From 1608 until 1703 it was the custom in London for ‘Gentlemen Lovers of Music’ to celebrate St Cecilia’s day at Stationer’s Hall, a ‘performance of Music by the best voices and hands in Town… This feast is one of the genteelest in the world…’ The festivities normally included an ode addressed to Cecilia, taking as its theme the power of music to move the emotions.  Fishburn’s poem Welcome to all the Pleasures gives Purcell an opportunity for gentle word-setting, especially in the alto solo Here the deities approve as well as the trio The power shall divert us a pleasanter way, for sorrow and grief find from music relief, and love its soft charms must obey and a melancholy but melodious tenor solo Beauty thou scene of love and virtue thou innocent fire, Made by the powers above to temper the heat of desire.  Unusually the piece ends quietly, with the choral Iô Cecilia fading away to leave just the bass instruments and singers to conclude the Ode.  Purcell’s compositions for Queen Mary, co-regnant wife of William III, span the whole of her brief reign – her coronation in 1689, the formal celebration of her birthday for the next six years, and her funeral in March 1695. The British public was genuinely fond of Mary, and Come, ye sons of art, away! was the composer’s birthday offering in 1694.  The music is wonderfully inventive – there is some joyfully ornate writing in the alto duet Sound the trumpet and the bass solo These are the sacred charms, whilst a more meditative aspect is found in the soprano aria Bid the virtues, bid the graces which has a fluid obbligato oboe accompaniment.  The interspersion of the solo movements with festively triumphant choral writing helps make it one of Purcell’s most enduring pieces.
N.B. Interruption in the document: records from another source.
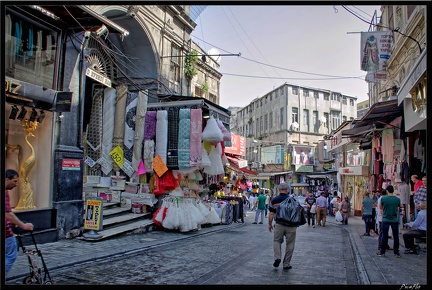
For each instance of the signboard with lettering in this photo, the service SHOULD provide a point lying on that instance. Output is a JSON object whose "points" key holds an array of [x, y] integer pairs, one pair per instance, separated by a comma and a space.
{"points": [[93, 214], [98, 77], [71, 164]]}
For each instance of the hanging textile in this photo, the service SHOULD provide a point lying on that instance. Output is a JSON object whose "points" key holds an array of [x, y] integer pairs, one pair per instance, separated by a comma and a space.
{"points": [[94, 129], [120, 114], [173, 128], [184, 138], [129, 133], [162, 134], [195, 137], [141, 110], [108, 111], [150, 125]]}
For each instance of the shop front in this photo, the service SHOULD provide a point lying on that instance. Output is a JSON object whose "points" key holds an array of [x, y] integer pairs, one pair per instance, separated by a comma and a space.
{"points": [[354, 183]]}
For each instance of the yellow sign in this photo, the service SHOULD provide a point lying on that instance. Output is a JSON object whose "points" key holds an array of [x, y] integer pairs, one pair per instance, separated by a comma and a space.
{"points": [[117, 155], [93, 214], [98, 77]]}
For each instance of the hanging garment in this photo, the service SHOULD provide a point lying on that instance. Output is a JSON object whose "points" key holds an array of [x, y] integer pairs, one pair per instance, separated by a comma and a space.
{"points": [[120, 114], [172, 147], [150, 125], [108, 111], [95, 128], [195, 138], [161, 145], [184, 138], [141, 110]]}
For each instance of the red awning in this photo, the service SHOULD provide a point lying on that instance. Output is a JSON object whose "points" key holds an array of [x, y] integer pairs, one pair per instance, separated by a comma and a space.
{"points": [[234, 167]]}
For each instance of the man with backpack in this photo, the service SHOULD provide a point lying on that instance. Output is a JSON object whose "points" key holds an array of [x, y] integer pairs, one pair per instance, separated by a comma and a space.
{"points": [[280, 231]]}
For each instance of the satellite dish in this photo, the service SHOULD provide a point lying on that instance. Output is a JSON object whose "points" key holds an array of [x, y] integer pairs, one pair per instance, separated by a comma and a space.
{"points": [[215, 54]]}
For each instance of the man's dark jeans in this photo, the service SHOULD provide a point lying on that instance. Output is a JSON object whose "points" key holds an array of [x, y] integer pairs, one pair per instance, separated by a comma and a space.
{"points": [[395, 232], [367, 219]]}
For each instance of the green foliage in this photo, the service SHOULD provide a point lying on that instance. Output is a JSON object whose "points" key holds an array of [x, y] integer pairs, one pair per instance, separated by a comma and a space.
{"points": [[189, 67]]}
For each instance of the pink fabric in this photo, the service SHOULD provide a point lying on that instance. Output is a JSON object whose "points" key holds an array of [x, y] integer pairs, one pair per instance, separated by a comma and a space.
{"points": [[195, 137]]}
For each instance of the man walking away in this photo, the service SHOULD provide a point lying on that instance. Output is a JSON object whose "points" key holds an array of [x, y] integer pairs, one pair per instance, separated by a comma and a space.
{"points": [[390, 206], [367, 212], [260, 207], [281, 231], [418, 229], [321, 210]]}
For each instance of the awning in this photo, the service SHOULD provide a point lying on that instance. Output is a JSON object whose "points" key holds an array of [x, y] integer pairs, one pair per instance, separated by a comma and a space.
{"points": [[299, 185], [244, 170], [241, 163]]}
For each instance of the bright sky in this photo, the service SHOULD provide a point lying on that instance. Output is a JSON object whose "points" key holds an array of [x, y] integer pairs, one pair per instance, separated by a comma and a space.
{"points": [[310, 45]]}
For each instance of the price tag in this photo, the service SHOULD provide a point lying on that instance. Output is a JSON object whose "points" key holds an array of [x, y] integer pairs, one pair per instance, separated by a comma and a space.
{"points": [[117, 155]]}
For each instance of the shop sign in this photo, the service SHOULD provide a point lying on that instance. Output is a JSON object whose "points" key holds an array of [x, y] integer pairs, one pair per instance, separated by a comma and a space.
{"points": [[98, 77], [93, 214], [303, 168], [71, 164], [354, 170]]}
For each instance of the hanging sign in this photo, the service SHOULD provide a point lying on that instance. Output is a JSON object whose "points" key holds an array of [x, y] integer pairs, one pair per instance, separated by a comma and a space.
{"points": [[93, 214]]}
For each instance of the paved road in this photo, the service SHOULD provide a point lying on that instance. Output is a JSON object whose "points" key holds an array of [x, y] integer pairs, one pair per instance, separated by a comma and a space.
{"points": [[228, 254]]}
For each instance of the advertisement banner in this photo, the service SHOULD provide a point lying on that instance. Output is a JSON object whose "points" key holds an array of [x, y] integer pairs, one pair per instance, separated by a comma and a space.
{"points": [[375, 52], [93, 214], [238, 145]]}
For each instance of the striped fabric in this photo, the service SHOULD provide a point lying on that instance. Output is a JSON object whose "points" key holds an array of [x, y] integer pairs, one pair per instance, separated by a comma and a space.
{"points": [[184, 139], [173, 129]]}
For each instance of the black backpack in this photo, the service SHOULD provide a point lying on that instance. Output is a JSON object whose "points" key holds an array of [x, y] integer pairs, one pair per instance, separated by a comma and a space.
{"points": [[290, 213]]}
Britten’s Hymn to St Cecilia dates from 1942 and is set to a text of his friend W.H. Auden.  The poet conflates his subject – the patron saint of music – with composers and music in general.  The piece is in three sections and opens with a broad triadic tune for the upper three parts set against a bell-like invocation from tenors and basses.  The section moves to a haunting supplication to Cecilia Blessed Cecilia, appear in visions to all musicians, appear and inspire. Translated daughter, come down and startle composing mortals with immortal firewhich appears as a unifying hymnic theme at the end of each of the sections.  The middle section has been compared to a glockenspiel, with mercurial quickness in the sopranos and tenor set against more bell-like chimes from alto and bass.  This is often seen as a self-portrait of music I cannot grow, I have no shadow to run away from, I only play.  The final section falls into two parts.  The first is mankind praying to Cecilia, who is music personified: his petition calls on music to transform, develop, and invigorate the emotions.  Sorrow, hope, dread – all released by Music – may actually restore us and our lost innocence.  There is an underlying tension dread, like a beast, of things that never change which is partly resolved by the lyrical sweetness of O dear white children (the innocence of composers as a species, maybe), but not for long, as the music moves to the second part, Cecilia’s answer.  Using references to the four families of musical instruments (strings, percussion, wind and brass) the piece ends on a note of optimism: with the help of music, we can transcend our ills and turn pain into beauty.  The work sparkles with passion and ingenuity.  Barry Holden has described the piece as ‘speaking warmly to musicians who have always delighted in its themes, revelled in its harmonies and relished its technical challenge… maybe [this] is the work’s deepest truth.’